Эти длинные пляжи манят праздного человека. Трудно найти прогулку более уединенную и в то же время более волнующую для ума. Толпы уток и чаек парят над морем. Песочники рысцой бегают туда-сюда стайками вслед за отступающими волнами, щебеча вместе в хоре бесконечно малых песен. Странные морские водоросли, новые для европейского глаза, кости китов или иногда целая туша кита, белая от падальщиков-чаек и отравляющая ветер, лежат разбросанными здесь и там вдоль песков. Волны накатывают медленно, огромные и зеленые, изгибают свои полупрозрачные шеи и разбиваются с удивительным шумом, который, нарастая и убывая, бежит вверх и вниз по длинной клавиатуре пляжа. Пена этих великих руин в одно мгновение поднимается до гребня песчаного склона, быстро отступает назад и встречается и поглощается следующим буруном. Интерес постоянно свеж. Ни на одном другом побережье, которое я знаю, вы не насладитесь в спокойную солнечную погоду таким зрелищем величия Океана, такой красотой меняющегося цвета или такими степенями грома в звуке. Сам воздух более чем обычно соленый у этой гомеровской пучины.

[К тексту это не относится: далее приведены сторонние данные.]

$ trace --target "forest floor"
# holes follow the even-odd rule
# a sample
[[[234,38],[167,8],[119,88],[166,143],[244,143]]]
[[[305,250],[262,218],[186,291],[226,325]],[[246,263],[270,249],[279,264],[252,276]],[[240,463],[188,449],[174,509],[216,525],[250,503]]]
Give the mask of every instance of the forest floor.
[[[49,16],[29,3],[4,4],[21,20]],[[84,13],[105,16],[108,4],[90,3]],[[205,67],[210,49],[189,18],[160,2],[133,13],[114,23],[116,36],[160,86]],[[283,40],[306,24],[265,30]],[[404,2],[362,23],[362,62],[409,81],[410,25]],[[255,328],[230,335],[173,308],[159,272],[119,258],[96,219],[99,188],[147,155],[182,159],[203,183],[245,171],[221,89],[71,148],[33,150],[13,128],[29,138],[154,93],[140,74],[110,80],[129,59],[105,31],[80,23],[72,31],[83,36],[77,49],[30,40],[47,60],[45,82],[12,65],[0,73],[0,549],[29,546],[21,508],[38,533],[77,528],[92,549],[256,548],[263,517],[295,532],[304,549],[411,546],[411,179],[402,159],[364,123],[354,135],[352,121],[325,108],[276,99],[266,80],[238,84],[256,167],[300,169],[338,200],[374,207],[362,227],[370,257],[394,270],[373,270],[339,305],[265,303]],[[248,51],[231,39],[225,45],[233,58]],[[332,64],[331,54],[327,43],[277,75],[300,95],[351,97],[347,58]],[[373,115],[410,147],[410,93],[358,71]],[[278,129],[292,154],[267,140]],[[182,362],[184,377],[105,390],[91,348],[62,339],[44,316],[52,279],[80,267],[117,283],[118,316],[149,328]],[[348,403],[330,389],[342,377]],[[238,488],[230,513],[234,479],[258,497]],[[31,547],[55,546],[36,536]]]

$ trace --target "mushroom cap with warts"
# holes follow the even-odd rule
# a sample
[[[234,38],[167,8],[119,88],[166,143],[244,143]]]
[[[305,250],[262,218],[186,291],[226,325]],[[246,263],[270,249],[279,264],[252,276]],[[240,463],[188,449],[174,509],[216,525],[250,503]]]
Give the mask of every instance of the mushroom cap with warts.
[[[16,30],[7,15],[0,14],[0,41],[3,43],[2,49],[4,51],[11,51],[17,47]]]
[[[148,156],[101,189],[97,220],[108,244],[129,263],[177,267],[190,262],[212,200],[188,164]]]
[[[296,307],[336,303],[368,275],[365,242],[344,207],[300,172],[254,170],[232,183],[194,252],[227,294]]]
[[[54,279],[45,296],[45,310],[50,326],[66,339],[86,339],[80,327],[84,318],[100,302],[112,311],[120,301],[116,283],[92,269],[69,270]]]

На берегу полоса песчаных холмов граничит с пляжем. Кое-где лагуна, более или менее солоноватая, привлекает птиц и охотников. Грубый, пятнистый подлесок частично скрывает песок. Приземистые, выносливые живые дубы процветают поодиночке или в зарослях — своего рода лес, в котором могут ползать убийцы, — и кое-где края леса простираются вниз с холмов с дерновым полом и длинными аллеями сосен, увешанных «испанской бородой». Через эту причудливую пустыню железнодорожные вагоны приближались к Монтерею от узловой станции в Салинас-Сити — хотя это и многое другое теперь навсегда изменилось — и именно отсюда открывался первый вид на старый городок, лежащий в песках, его белые ветряные мельницы, спорящие с холодным, постоянным ветром, и первые вечерние туманы, уныло сгущающиеся вокруг него с моря.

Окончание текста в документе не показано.